Obama président ? Tout changer pour tout restaurer (mardi, 04 novembre 2008)

Difficile d'y échapper : l'Obamania s'est emparée de l'Europe et d'une bonne partie du monde (celle qui peut se permettre d'être requise par autre chose que sa survie immédiate). Si le président des Etats-Unis était élu par les peuples du monde, le successeur de Dobleyou s'appellerait Barack Hussein Obama. Manque de pot, le président des Etats-Unis est élu aux Etats-Unis. Et pas par le peuple, mais selon un système archaïque qui permet à un candidat battu dans les urnes d'être élu tout de même. Reste que l'élection d'Obama tournerait une page : celle des  " années Bush " et de la prédation néo-conservatrice. Cette élection serait donc un vrai changement. Mais pas un changement de société, ni, fondamentalement, un changement de politique; un changement pour une restauration : celle de la puissance économique, militaire et culturelle des Etats-Unis, mise à mal par l'irresponsabilité et l'incompétence des  gouvernants actuels des USA et de leurs conseillers.

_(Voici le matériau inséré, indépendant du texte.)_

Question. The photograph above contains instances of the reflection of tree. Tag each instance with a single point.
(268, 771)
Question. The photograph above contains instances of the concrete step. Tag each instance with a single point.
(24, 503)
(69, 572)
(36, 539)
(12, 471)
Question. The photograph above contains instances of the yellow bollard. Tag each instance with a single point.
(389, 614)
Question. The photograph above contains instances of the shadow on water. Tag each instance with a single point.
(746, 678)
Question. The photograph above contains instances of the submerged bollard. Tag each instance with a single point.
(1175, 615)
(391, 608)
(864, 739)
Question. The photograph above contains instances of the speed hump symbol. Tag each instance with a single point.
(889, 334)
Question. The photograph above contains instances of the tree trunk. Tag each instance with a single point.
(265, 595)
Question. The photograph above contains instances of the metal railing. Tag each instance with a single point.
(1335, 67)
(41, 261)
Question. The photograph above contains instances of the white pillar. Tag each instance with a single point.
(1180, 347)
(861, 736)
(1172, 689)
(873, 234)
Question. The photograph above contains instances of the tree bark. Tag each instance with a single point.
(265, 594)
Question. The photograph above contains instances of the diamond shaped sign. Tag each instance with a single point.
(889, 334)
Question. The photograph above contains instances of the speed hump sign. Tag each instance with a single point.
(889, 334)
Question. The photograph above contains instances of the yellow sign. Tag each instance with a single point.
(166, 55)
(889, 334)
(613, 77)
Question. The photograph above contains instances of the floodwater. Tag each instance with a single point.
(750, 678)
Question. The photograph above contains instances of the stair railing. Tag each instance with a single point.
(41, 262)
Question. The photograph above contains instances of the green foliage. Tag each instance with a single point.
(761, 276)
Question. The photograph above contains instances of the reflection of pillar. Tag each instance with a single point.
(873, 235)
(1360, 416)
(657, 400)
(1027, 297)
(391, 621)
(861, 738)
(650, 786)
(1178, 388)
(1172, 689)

Renaissance ou hara-kiri ?

Les deux candidats à la présidence américaine s'opposent par leur âge, leur milieu, leur parcours personnel, par quelques points importants de leur programme (sans d'ailleurs qu'il faille se faire d'illusions sur leur capacité à les concrétiser), mais ils ont en partage la même culture politique et la même conception du rôle des Etats-Unis. Pour l'un et l'autre, l'enjeu est le même : restaurer la puissance, intérieure et extérieure, américaine. Pas par les mêmes moyens, pas en lui donnant le même visage, pas en tenant le même discours, mais pour les mêmes raisons. Elu, Obama deviendrait certainement, pour quelques mois, le politicien le plus aimé de la planète. Jusqu'à ce que la réalité des intérêts et des rapports de force s'imposent et le rattrapent. Il n'empêche : une élection de McCain et de Palin serait une formidable victoire pour ce que les USA comptent de forces les plus caricaturalement réactionnaires. Et donc une formidable régression politique. Non que McCain soit pire que Bush -mais parce que son élection, après huit ans de la présidence la plus calamiteuse de l'histoire américaine, serait le signe d'une incapacité de l'électorat américain à tirer les leçons des désastres politiques, sociaux, économiques et militaires du néo-conservatisme. L'élection du ticket MacCain-Palin serait une victoire d'Oussama Ben Laden : quand vos ennemis vont plein pot, tout seuls, comme des grands, droit dans le mur, on peut faire l'économie de kamikazes. On n'a pas besoin d'envoyer des assassins contre des suicidaires.